Crowned as the wettest place on earth, the village of Mawsynram is a nature lover’s dream and the best place to witness the fury of the rains. With 11,872 mm of rainfall received annually, Mawsynram beats Cherrapunji by a slender margin. Cherrapunji receives 11,777 mm of rainfall.
Situated in East Khasi Hill district of Meghalaya, 15 km west of Cherrapunji, Mawsynram is 1400 m above sea level. Meteorologists believe Mawsynram's location plays a huge part in it receiving huge amount of rainfall. Moisture gathers over the Bay of Bengal, it causes precipitation over Mawsynram, leading to a heavy and very long monsoon season.
The rains are so intense in Mawsynram that the villagers use thick grass to sound-proof their huts from the deafening rain.
The ‘Maw’ in Mawsynram is a Khasi word which means ‘stone’, thus referring to certain megaliths found in the Khasi Hill area. The village is most famous for the gigantic formation of a stalagmite, which resembles the shape of a 'shivling'.
Mawsynram is situated at an altitude of 1400m. Picturesque waterfalls and lush green lands make up for the landscape. The drive from Shillong towards Mawsynram is a challenge for drivers and requires exception skills. Only SUVs or four-wheel drives can handle the terrain.
The people of Mawsynram spend months preparing for the wet season. It becomes a ritual for them to buy and stock-up foodgrains, as it becomes highly difficult to leave their homes and go shopping for food during the wettest months between May and July.
The women of Mawsynram use rain covers known as ‘knups’, using bamboo slivers, plastic sheets and broom grass to create a rain shield that resembles a turtle shell, which is then worn on the head. The knups are large enough to keep rain off the whole body right up to the knees.
The labour-intensive process of weaving a knup, takes at least an hour to complete and keeps the women of the village occupied right throughout the rainy season.
Bamboo and broom grass that is used to make Indian brooms- are among the chief plants grown in the rocky, hilly region of Meghalaya. A few locals spend all of the monsoon season and part of the winter making bamboo baskets, brooms and knups which are then sold all around the state.
Also, a must-do-experience would be to use one of the jingkieng deingjris, which are living bridges made from roots of rubber trees. Known to take about two decades to grow after which it gains strong support, it is often used by locals to cross turbulent streams during the monsoon.

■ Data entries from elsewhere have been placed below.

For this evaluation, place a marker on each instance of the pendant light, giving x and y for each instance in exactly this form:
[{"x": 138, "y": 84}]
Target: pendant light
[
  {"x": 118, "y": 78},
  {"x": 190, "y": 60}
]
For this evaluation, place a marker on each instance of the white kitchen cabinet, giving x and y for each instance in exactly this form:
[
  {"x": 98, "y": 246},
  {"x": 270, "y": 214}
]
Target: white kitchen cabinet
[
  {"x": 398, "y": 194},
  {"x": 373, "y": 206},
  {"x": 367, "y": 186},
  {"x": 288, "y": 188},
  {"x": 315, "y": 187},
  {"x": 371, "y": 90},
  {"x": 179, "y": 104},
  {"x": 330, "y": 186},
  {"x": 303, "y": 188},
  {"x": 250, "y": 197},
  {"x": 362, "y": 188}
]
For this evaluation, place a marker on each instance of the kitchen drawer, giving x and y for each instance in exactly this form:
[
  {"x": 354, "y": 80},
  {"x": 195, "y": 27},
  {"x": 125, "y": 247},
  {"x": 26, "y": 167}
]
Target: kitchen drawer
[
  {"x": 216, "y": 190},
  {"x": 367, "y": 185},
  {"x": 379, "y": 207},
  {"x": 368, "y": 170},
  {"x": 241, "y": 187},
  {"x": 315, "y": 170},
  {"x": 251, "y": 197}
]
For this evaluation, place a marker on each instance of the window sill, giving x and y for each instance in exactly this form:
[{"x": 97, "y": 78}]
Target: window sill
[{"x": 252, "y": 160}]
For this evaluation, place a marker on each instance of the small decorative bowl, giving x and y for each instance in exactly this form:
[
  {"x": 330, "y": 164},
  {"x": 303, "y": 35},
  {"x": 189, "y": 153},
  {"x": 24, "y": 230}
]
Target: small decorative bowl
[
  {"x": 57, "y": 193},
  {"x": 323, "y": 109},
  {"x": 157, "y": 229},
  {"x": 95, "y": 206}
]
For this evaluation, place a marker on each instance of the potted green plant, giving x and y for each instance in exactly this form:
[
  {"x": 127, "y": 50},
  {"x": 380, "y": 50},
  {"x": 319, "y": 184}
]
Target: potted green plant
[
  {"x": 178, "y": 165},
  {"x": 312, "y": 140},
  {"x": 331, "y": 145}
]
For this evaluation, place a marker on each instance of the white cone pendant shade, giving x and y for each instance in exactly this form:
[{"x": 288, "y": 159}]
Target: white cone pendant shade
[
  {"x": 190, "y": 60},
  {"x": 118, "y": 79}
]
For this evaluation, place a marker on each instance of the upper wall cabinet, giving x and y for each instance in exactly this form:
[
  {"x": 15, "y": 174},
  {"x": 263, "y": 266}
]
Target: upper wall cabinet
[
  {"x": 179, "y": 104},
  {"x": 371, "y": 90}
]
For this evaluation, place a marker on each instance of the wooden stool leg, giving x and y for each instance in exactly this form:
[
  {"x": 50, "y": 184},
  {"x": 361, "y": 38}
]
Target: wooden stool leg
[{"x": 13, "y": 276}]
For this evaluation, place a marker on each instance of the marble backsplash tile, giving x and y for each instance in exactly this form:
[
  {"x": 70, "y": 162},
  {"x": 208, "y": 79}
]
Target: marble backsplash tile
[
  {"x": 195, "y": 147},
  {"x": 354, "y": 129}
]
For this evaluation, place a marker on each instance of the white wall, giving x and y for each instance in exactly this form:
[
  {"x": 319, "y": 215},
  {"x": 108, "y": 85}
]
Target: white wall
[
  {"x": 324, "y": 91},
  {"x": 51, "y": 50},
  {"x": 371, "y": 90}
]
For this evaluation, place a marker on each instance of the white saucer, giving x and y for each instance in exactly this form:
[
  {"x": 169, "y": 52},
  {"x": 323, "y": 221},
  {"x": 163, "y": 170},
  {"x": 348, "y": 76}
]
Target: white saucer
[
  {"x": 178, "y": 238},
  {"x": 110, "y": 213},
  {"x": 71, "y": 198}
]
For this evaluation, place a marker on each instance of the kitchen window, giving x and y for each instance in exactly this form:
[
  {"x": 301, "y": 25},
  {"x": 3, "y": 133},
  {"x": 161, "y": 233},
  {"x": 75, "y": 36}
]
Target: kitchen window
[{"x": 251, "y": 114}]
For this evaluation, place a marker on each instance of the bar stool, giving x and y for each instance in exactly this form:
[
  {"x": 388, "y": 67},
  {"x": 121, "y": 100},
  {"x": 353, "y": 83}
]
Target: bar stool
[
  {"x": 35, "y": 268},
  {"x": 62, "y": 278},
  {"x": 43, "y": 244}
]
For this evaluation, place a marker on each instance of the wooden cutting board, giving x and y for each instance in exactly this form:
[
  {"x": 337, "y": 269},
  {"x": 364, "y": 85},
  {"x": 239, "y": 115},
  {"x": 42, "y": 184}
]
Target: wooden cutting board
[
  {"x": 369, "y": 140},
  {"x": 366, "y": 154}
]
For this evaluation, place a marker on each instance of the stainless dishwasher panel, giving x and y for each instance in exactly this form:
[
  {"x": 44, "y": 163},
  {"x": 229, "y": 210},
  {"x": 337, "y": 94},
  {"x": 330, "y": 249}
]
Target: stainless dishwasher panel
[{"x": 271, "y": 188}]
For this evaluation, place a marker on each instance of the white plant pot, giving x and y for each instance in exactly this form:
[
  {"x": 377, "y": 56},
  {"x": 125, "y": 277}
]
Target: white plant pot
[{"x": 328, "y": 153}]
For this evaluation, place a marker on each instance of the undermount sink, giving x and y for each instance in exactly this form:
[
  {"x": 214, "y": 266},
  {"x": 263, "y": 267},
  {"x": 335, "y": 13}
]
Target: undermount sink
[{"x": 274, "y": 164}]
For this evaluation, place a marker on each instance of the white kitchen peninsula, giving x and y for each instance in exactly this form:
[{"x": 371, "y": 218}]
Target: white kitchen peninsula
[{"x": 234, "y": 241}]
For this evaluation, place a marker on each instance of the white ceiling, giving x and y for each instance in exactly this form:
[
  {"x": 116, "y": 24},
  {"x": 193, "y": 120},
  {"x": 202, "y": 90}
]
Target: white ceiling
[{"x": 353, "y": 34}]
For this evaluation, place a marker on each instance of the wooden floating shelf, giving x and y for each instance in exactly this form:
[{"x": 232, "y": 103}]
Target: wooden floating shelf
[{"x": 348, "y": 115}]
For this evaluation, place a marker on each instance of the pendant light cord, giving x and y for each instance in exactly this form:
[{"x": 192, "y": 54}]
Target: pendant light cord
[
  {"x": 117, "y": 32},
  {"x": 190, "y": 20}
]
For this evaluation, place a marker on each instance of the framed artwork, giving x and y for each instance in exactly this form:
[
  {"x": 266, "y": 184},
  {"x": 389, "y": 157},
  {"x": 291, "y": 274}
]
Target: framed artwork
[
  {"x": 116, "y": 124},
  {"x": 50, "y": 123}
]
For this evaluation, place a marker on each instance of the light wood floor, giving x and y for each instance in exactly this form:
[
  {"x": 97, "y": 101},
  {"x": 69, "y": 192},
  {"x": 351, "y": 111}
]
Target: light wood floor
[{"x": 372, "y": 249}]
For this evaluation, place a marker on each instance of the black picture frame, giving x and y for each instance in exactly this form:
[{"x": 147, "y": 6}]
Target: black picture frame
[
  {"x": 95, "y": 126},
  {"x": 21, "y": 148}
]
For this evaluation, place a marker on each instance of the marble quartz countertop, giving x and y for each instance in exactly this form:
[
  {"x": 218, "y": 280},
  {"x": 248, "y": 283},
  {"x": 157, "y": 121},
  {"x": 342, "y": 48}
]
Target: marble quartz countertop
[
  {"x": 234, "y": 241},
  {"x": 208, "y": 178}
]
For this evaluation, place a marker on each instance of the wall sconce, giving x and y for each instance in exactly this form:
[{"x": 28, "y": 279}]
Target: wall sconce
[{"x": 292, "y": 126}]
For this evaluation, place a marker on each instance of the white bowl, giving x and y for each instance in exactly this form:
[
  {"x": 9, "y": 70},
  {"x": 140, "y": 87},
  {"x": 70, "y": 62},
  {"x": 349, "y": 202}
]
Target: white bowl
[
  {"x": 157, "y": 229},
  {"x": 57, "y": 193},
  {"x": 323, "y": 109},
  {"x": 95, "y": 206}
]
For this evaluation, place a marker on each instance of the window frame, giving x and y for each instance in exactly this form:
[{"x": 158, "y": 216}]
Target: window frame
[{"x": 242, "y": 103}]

One of the many pastimes for the residents of Mawsynram is the centuries-old tradition of ‘siat khnam’ which means shoot arrow. It is a leisure activity of archery-led gambling where each contestant throws arrows like javelins at bamboo targets a few metres away. Angling in the ponds around the village is another activity.
Where to stay
Mawsynram offers limited options for accommodations. Cherrapunji, 15 km to the east, offers better options. From guest houses with basic amenities, resorts that offer better facilities, cottages, to homestays, you will be spoilt for choice.
Where to eat
Options to eat in Mawsynram are limited. Eating in Cherrapunji is a great experience. You can enjoy Khasi cuisine like pork rice. Eateries that sell pork and other red meat abound in the town. Sohra Pulao which is rice cooked with oil and vegetables without spices should not be missed.
You can also get Indian Chinese, Punjabi and Bengali cuisines in Cherrapunji. However, what you get here is the Khasi version of the cuisines.
Best time to visit
The best time to visit Mawsynram is between the months of September and November. The rainfall is the least during these two months and the weather is absolutely pleasant. However, if you want to enjoy the rains and witness the brute force of nature, then the rainy season is the best time to visit Mawsynram.